He went on to study Arabic literature and philosophy at the prestigious Dar El Ulum institute, and eventually received a full government scholarship to do postgraduate studies in London and then Cambridge. In England, he met a new type of Egyptian who’d been to private school, who grew up speaking three languages from birth, who’d accrued vast cultural capital without the slightest bit of personal initiative. These people understood the social language of their host country much better than he ever could or would. It was in Cambridge that he met Malak, who was studying French literature and had been attending the same leftist events, in what she would later dismiss as her university socialist phase. Diab was instantly captured by her lightness of spirit, her ability to keep a conversation afloat even when he didn’t imagine there was more to say, the way she gave herself permission to laugh out loud, and her gift for interacting with people freely with no worry for all the possible outcomes her words or actions could trigger. The particular magic of Malak was that alongside her effervescence, there was also an attentive and generous side. She listened to him for hours with genuine interest, asking questions about his life, his ideas, his plans. If he happened to mention a favourite book or meal, these things would materialize in front of him weeks later in the form of a gift. When he thought about it, he wasn’t sure he had ever experienced euphoria before meeting Malak. She was, in the words of Huckleberry Finn, “Sunshine most always.”

In him, she saw a handsome and brilliant intellectual, who opened her up to new ideas, tested her assumptions, and showed her a whole world outside herself full of things to fight for. Life with him was bound to be full of exploration and adventure. When he proposed, she knew it would be a struggle to convince her parents, who were firmly embedded in the Alexandrian elite. But titles mattered and the Cambridge-issued “Dr.” before his name, as well as his excellent manners, greatly helped his cause.
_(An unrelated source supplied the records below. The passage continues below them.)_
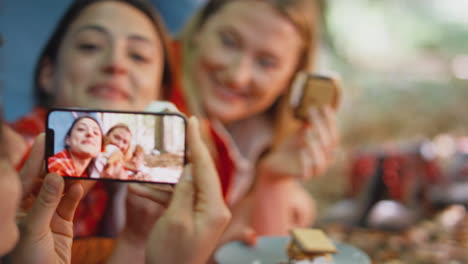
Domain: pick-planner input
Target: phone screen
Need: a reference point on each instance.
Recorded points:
(119, 146)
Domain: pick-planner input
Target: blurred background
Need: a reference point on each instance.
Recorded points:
(403, 120)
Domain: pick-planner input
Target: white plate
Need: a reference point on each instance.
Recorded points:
(272, 250)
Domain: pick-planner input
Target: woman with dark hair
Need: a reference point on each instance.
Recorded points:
(110, 163)
(103, 54)
(83, 143)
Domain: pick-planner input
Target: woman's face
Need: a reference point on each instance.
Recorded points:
(85, 139)
(111, 58)
(246, 56)
(10, 191)
(121, 138)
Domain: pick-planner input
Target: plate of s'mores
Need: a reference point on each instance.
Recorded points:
(302, 246)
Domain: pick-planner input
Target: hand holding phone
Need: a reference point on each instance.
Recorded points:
(314, 90)
(115, 145)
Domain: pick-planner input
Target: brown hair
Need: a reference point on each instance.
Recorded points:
(51, 49)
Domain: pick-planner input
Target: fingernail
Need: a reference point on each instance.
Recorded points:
(187, 174)
(52, 184)
(313, 112)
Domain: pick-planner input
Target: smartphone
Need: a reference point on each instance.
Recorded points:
(115, 145)
(314, 90)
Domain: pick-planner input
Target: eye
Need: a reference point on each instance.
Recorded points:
(88, 47)
(267, 62)
(228, 40)
(138, 57)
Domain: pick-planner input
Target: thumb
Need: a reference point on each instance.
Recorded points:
(248, 236)
(34, 165)
(46, 203)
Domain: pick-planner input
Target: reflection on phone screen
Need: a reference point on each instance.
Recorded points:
(144, 147)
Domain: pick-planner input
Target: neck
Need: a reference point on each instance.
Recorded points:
(80, 163)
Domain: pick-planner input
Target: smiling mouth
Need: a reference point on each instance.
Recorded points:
(226, 93)
(109, 92)
(87, 142)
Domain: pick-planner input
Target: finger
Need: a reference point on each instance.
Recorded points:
(87, 185)
(321, 133)
(34, 166)
(313, 158)
(160, 196)
(183, 198)
(249, 236)
(69, 203)
(205, 176)
(46, 203)
(331, 124)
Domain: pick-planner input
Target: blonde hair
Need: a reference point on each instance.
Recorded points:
(303, 14)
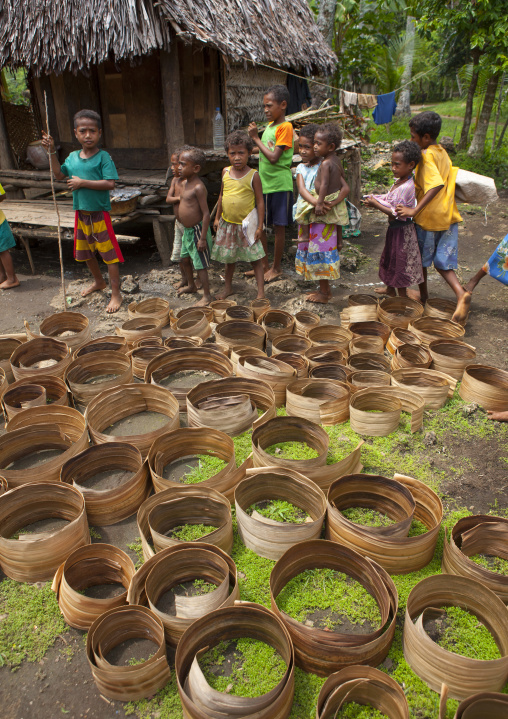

“Yeeeas,” Diab said. It was Karen on the phone, calling to confirm Malak’s facial appointment the following Monday. He’s lovely your Dee-yab, such a gentleman! Karen would tell Malak every week when she came over, lugging a suitcase of creams and gels and a contraption to steam them into the face. Diab wrapped up the call politely and put the phone down. He wandered over to the dining table and sat for a moment staring vacantly at the display cabinet set against the wall, where Malak had arranged her mother’s porcelain dining set with the flowers and scalloped edges. The table was covered in a tablecloth that he disliked intensely for its elaborate floral motifs made of thick gold thread. Malak had two similar ones in red and green, which both looked identical to him because he had the type of colour blindness that couldn’t distinguish red from green. It’s something he learned about himself later in life, following repeated frustrated conversations with Malak where they gradually began to understand that they weren’t seeing the same thing. They never fought, never raised their voices in anger. She didn’t tell him if something was wrong, his sulks were just too big. In fact, most of their important conversations were silent. He shut the door to the study when he was angry, she brought up a cup of coffee to say sorry. She cooked to say I love you, he bought gifts to say I can’t manage this life without you.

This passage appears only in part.